Saturday, October 15, 2011

Rehounds & Bobcats Pray - Corbin Times Tribune

There are few subject matters that can be written about that gets the blood of folks boiling faster than a discussion of their personal loyalty to their local sports team. If you are a Colonel, Yellow Jacket, Wildcat, Jaguar, Cardinal, Panther, or Redhound, then you are more than likely ready to take offense if I were to write against your team or in any way write something negative. We bleed no other color than our own and we wear the t-shirts, ball caps and jackets to show just who we love too. A sport has a way of bringing out the best and the worst in us, I suppose.
I love competition and goals, direction, team work, and winning are things that do motivate me. For every athlete I know the desire to push yourself outside of your limits and safe zones are one of the aspects that has individuals signing up for their first teams and trying out to make teams everywhere. For many, there is also the love of being involved with something that you could not complete by yourself. My local loyalty to teams has been altered due to my involvement in sports as a registered official. It is difficult to be personally involved in cheering on a team and also officiating their involvement in that sport too. I have on the other hand learned to appreciate the efforts of student athletes and I enjoyed my part of their competition as such When you are in high school it is all about your school, but as adults we learn the bigger picture of not just sports, but life.
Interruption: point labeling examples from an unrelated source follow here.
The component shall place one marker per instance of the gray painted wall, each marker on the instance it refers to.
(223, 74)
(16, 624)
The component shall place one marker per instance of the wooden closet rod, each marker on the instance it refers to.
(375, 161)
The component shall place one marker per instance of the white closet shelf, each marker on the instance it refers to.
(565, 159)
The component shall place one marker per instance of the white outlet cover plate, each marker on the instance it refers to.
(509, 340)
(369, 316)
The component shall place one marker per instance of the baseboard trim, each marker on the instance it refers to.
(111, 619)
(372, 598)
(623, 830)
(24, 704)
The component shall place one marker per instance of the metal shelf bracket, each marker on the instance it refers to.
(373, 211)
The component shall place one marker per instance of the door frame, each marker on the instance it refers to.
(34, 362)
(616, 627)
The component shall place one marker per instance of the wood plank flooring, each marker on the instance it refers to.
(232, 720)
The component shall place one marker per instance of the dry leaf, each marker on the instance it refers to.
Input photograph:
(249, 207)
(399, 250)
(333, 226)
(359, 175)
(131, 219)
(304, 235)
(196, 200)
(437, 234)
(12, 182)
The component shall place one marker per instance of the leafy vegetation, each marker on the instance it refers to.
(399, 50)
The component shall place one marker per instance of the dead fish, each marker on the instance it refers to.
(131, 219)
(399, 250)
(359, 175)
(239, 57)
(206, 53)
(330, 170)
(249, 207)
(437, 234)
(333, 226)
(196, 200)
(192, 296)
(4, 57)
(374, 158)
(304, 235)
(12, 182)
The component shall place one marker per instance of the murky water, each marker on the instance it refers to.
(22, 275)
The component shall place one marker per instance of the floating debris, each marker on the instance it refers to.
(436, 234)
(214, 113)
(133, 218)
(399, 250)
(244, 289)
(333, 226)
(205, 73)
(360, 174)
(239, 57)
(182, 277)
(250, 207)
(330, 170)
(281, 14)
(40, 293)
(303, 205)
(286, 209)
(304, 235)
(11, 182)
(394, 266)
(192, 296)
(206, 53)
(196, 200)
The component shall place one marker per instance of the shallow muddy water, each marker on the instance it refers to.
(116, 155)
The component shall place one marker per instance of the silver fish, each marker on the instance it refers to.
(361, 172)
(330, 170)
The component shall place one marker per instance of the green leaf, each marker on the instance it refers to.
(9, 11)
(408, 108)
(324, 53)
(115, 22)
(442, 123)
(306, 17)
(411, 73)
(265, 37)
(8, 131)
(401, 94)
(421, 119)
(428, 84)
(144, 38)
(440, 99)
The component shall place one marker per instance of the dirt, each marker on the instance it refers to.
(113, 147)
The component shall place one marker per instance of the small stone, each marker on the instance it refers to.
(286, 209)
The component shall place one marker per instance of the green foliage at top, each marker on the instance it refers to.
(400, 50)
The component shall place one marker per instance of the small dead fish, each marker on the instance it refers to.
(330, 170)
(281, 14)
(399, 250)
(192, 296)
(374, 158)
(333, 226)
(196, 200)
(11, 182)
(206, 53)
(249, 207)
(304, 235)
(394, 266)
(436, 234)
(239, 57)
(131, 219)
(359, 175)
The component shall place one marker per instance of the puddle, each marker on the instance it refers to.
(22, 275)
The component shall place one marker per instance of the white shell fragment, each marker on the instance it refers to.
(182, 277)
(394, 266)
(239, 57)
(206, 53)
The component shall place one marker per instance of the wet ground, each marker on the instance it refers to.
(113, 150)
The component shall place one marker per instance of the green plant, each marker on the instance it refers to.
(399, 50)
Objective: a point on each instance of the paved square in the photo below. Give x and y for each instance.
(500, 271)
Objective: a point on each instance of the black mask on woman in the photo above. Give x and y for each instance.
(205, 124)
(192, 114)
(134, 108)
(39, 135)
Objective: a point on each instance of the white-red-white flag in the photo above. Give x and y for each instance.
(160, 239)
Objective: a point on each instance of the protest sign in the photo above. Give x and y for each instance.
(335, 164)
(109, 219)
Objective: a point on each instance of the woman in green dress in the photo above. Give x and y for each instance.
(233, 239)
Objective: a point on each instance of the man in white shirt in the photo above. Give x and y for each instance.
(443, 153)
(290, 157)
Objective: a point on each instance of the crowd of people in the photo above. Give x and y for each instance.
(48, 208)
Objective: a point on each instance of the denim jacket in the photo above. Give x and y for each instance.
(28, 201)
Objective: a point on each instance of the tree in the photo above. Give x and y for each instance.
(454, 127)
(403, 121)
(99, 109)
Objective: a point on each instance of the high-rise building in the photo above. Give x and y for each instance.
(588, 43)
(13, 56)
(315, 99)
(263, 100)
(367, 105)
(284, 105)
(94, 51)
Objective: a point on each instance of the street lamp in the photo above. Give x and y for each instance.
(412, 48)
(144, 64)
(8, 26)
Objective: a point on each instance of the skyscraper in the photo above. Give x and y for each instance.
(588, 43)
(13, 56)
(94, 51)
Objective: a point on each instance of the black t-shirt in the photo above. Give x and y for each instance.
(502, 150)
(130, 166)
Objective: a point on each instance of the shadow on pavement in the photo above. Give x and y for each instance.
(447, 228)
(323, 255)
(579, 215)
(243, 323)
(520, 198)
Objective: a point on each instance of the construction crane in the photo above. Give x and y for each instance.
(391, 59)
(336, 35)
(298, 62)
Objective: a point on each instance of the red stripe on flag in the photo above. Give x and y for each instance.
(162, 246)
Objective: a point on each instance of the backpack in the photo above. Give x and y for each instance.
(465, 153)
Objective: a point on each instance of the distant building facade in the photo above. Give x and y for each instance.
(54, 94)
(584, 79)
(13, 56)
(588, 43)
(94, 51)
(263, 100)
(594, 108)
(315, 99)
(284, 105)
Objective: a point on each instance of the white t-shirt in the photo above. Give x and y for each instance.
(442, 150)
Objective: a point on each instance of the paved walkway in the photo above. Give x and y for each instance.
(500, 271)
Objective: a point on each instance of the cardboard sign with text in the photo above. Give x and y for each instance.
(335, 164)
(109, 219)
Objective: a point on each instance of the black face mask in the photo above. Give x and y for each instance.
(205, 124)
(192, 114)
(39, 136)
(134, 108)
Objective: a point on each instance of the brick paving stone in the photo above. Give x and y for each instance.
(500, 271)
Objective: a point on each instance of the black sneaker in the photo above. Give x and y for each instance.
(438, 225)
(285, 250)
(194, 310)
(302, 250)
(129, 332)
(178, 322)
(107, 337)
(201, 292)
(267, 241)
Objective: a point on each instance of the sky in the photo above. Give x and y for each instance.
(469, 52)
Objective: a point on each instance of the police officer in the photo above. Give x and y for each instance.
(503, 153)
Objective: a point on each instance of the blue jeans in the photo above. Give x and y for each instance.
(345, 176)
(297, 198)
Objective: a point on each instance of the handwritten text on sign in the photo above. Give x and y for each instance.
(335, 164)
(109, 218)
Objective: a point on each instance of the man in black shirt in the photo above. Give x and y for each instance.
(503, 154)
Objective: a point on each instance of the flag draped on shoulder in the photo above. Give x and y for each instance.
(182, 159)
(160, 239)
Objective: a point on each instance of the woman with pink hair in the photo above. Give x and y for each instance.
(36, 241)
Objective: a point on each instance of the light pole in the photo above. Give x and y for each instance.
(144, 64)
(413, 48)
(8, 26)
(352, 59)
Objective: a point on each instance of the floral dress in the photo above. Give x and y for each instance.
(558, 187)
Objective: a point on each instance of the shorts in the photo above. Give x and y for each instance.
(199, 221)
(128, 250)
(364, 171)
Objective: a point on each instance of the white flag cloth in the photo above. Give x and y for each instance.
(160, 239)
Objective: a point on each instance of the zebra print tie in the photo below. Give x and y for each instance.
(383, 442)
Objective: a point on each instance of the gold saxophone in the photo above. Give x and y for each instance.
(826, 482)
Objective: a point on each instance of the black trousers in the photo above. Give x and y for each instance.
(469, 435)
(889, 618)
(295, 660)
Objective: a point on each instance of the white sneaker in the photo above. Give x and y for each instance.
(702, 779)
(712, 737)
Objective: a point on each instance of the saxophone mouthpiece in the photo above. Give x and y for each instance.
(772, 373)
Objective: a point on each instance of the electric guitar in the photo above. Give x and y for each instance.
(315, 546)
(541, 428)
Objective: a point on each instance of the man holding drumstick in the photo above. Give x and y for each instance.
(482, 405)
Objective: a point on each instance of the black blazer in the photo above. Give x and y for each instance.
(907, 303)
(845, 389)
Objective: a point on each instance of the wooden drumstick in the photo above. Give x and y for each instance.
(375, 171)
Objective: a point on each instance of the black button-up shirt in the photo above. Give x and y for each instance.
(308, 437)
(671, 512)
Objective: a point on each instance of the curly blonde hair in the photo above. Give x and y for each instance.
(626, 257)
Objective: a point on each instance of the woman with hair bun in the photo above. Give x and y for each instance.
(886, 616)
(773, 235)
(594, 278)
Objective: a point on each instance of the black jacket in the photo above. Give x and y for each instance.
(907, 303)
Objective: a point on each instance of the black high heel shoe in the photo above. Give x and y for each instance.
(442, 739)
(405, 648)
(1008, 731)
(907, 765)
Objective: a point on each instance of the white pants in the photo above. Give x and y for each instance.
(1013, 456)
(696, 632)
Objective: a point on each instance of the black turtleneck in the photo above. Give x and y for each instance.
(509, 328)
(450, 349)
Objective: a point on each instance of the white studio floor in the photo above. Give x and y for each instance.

Last night the Corbin Red Hounds traveled to Log Mountain in Bell County to play a little football. In one aspect, nothing is out of the norm. The band is packed and ready to go, cheerleaders are excited and ready to cheer, parents may have taken off work early or made other arrangements to eat dinner early or to even go out and eat before or after the game. Sports officials are excited, they have made all their travel arrangements with plans to arrive a hour and a half before kick-off, and school officials and volunteers are getting the concession stands up and going, ticket booths manned and the programs ready to sell. All a part of Friday night football in the mountains. Last night was different in the unique opportunity that each side of the football field had an opportunity to participate in. While normally a Corbin Redhound and a Bell County Bobcat would rather just meet on a field for action, the real action for life took place in the stands and before the football was kicked to being in the game, and actually the real action took place even before the officials and captains met on the field for the coin toss.
Redhounds and Bobcats had the opportunity to pray together and that is real news and real action. If you are a Christian, then you believe that prayer is a direct and real communication with the creator of the Universe. You have no doubt personally experienced the practice of prayer on many different occasions in your walk with Christ. This experience is unique because it is a student lead organization known as First Priority and they are responsible for planning the reciting of the Lord’s Prayer at each game. Unique also is that fans and Christians from different churches, denominations all have a united participation in seeing the successfully practice of the First Amendment of the Constitution of the United States of America. There is no doubt that the exercise of our faith is important.
All across the Nation, the Freedom from Religion Foundation is filing complaints and yes, even lawsuits against school districts for sponsoring public prayers. The law on this matter is quite clear and with all due respect for the law of the land, individuals should be exercising their personal freedoms everywhere before that too is attacked and removed as fundamental rights we have still have today. Go Rehounds and Go Bobcats, I say.